Rationale¶
For some certain loss functions, such the the negative evidence lower bound (NELBO) in variational inference, they are generally analytically intractable and thus unavailable in closed-form. As such, we might need to resort to taking stochastic estimates of the loss function. In these situations, it is very important to study and understand the robustness of the estimations we are making, particularly in terms of bias and variance. When proposing a new estimator, we may be interested in evaluating the loss at a fined-grained level - not only per batch, but perhaps even per data-point.

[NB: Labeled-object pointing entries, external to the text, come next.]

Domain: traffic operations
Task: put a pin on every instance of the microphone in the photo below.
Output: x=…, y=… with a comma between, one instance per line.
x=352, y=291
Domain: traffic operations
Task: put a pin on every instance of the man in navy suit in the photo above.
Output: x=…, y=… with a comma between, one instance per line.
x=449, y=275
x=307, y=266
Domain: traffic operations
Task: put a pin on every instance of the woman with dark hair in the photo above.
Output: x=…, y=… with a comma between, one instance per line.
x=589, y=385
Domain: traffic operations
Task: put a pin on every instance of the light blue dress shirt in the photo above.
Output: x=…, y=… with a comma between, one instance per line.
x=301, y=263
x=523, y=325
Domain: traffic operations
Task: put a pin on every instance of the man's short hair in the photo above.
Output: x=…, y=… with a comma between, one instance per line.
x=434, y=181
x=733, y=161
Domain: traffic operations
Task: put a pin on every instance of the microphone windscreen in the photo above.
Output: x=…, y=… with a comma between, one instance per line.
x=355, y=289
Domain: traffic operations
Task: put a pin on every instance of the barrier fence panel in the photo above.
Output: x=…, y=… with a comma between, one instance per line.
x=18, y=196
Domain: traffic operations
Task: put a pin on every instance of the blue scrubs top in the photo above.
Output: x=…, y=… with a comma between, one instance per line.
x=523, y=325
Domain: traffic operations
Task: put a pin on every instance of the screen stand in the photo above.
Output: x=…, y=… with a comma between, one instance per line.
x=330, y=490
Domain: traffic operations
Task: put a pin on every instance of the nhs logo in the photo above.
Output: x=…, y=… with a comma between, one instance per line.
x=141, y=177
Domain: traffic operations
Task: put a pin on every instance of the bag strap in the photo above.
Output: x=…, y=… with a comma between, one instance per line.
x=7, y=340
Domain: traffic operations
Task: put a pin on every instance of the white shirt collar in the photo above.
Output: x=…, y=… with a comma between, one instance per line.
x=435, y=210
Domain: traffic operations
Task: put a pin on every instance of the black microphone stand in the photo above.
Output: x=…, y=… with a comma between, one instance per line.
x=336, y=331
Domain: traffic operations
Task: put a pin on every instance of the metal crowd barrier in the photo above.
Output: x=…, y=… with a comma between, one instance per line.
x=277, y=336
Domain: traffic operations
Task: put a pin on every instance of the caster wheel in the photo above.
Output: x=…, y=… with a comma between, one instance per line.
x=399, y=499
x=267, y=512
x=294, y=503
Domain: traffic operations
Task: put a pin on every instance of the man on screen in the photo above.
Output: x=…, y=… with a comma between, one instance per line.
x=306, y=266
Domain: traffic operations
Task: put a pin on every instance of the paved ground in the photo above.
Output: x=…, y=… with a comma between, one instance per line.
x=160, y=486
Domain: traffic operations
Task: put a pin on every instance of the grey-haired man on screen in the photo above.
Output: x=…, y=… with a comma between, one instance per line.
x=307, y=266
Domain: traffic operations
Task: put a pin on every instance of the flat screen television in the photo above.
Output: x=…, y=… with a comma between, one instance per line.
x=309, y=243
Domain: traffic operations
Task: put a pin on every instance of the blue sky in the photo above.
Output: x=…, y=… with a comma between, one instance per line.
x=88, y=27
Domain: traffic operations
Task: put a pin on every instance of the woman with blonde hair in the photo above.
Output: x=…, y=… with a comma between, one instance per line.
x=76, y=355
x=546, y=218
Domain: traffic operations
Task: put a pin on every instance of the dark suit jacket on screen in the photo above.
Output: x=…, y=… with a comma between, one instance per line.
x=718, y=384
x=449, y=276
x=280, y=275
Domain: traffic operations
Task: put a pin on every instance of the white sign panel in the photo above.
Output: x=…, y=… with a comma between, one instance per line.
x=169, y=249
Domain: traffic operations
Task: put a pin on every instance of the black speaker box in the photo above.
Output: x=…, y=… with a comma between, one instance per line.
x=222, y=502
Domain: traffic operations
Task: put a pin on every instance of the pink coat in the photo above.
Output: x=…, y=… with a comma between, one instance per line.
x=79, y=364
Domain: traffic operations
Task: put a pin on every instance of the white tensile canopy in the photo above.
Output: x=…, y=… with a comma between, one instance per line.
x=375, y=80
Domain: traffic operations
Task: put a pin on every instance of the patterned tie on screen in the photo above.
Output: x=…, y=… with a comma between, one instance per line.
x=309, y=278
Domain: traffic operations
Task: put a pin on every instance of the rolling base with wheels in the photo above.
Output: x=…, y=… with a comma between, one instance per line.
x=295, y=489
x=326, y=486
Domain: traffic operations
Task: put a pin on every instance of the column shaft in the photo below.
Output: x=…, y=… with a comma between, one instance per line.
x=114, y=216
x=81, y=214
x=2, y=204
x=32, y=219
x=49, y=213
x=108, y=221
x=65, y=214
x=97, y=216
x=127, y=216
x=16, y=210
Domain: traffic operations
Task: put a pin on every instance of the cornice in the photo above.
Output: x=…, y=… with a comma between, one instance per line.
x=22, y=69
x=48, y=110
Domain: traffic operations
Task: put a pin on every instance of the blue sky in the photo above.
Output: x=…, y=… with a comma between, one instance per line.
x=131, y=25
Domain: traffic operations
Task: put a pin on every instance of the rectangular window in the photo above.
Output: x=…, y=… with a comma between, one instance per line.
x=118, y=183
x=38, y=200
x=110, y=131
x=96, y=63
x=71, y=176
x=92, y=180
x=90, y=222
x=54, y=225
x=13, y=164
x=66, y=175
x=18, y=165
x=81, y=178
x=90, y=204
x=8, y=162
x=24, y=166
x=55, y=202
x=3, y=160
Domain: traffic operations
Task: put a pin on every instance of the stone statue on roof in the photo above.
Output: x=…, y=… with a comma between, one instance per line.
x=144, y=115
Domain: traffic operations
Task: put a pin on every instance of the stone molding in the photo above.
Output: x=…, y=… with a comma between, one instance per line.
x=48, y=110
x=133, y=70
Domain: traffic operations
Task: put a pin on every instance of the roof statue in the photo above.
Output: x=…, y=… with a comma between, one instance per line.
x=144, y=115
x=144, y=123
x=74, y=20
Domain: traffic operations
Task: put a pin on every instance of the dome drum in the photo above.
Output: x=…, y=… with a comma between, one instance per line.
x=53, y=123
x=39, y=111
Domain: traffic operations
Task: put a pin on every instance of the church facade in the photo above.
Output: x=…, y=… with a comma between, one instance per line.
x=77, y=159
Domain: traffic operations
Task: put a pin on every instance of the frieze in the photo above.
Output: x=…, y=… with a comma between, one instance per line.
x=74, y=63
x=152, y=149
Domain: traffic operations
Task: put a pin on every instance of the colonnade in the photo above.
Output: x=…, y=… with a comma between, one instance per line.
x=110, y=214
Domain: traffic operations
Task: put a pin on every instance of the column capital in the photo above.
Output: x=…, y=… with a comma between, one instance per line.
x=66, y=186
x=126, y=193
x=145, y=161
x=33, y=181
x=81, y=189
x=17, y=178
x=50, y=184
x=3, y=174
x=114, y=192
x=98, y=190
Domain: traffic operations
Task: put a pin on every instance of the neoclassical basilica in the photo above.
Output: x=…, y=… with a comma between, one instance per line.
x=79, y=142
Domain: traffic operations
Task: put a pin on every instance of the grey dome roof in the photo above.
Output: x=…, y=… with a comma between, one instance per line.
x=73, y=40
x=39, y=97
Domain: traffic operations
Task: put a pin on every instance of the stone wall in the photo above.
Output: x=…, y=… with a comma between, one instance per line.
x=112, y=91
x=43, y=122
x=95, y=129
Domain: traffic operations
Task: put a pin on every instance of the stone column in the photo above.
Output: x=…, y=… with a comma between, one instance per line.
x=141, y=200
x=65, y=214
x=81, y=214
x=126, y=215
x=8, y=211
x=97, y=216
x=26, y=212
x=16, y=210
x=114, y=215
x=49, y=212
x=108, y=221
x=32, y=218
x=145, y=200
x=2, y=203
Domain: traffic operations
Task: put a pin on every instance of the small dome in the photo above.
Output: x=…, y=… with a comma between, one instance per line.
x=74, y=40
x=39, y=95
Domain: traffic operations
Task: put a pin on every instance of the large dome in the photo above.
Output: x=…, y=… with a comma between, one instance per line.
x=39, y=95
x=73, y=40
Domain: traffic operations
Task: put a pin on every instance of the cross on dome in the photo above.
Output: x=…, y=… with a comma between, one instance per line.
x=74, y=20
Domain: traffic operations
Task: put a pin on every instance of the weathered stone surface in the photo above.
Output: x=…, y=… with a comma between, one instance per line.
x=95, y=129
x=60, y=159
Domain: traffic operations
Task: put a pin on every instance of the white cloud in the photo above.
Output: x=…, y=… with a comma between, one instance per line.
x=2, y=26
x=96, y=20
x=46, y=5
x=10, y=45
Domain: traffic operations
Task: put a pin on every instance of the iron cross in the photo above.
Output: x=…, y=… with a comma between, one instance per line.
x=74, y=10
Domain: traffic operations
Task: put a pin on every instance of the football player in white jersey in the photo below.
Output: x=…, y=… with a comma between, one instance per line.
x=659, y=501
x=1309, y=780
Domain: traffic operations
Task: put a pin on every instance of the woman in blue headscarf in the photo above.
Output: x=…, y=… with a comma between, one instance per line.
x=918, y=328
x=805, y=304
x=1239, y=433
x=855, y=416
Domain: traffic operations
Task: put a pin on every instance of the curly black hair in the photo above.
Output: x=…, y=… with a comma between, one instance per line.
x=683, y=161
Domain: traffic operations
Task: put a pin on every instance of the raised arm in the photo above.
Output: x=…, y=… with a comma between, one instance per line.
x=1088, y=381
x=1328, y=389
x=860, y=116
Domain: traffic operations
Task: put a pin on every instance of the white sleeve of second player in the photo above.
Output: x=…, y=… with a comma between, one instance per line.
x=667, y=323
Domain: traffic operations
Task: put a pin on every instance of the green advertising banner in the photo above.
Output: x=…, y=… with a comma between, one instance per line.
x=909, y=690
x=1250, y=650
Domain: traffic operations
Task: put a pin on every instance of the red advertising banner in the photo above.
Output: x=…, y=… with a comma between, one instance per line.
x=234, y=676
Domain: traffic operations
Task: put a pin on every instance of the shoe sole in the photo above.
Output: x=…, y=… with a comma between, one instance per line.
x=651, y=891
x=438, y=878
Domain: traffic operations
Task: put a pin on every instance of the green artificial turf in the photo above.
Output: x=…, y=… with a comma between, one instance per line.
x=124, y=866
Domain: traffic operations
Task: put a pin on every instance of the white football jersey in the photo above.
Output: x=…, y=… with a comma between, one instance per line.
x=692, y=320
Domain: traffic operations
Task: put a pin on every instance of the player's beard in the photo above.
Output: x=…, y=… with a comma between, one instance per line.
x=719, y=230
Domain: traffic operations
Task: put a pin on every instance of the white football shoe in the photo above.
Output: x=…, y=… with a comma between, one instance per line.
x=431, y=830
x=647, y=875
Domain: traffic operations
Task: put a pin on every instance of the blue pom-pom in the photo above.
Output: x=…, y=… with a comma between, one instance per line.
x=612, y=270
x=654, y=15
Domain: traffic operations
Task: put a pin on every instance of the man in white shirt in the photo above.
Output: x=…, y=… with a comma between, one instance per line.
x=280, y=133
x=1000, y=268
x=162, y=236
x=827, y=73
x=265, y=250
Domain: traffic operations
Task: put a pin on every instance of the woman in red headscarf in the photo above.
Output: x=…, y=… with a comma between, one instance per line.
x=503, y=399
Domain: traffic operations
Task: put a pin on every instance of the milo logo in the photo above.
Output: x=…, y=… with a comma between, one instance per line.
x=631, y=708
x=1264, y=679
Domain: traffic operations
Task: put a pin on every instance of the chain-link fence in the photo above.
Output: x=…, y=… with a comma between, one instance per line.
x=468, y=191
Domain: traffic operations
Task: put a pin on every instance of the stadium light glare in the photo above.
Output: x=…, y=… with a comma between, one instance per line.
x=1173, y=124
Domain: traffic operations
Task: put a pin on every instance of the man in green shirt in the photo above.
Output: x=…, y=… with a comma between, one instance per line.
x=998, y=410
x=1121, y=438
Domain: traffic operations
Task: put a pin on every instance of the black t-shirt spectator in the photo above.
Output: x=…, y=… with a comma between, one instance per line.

This notebook explores storing the recorded losses in Pandas Dataframes. The recorded losses are 3d, with dimensions corresponding to epochs, batches, and data-points. Specifically, they are of shape (n_epochs, n_batches, batch_size). Instead of using the deprecated Panel functionality from Pandas, we explore the preferred MultiIndex Dataframe.
Lastly, we play around with various data serialization formats supported out-of-the-box by Pandas. This might be useful if the training is GPU-intensive, so the script runs and records the loss remotely on a supercomputer, and we must write the results to file, download them and finally analyze them locally. This is usually trivial, but it is unclear what the behaviour is for more complex MultiIndex dataframes. We restrict our attention to the CSV format, which is human-friendly but very slow and inefficient, and the HDF5, which is basically diametrically opposed - it's basically completely inscrutable, but is very fast and takes up laess space.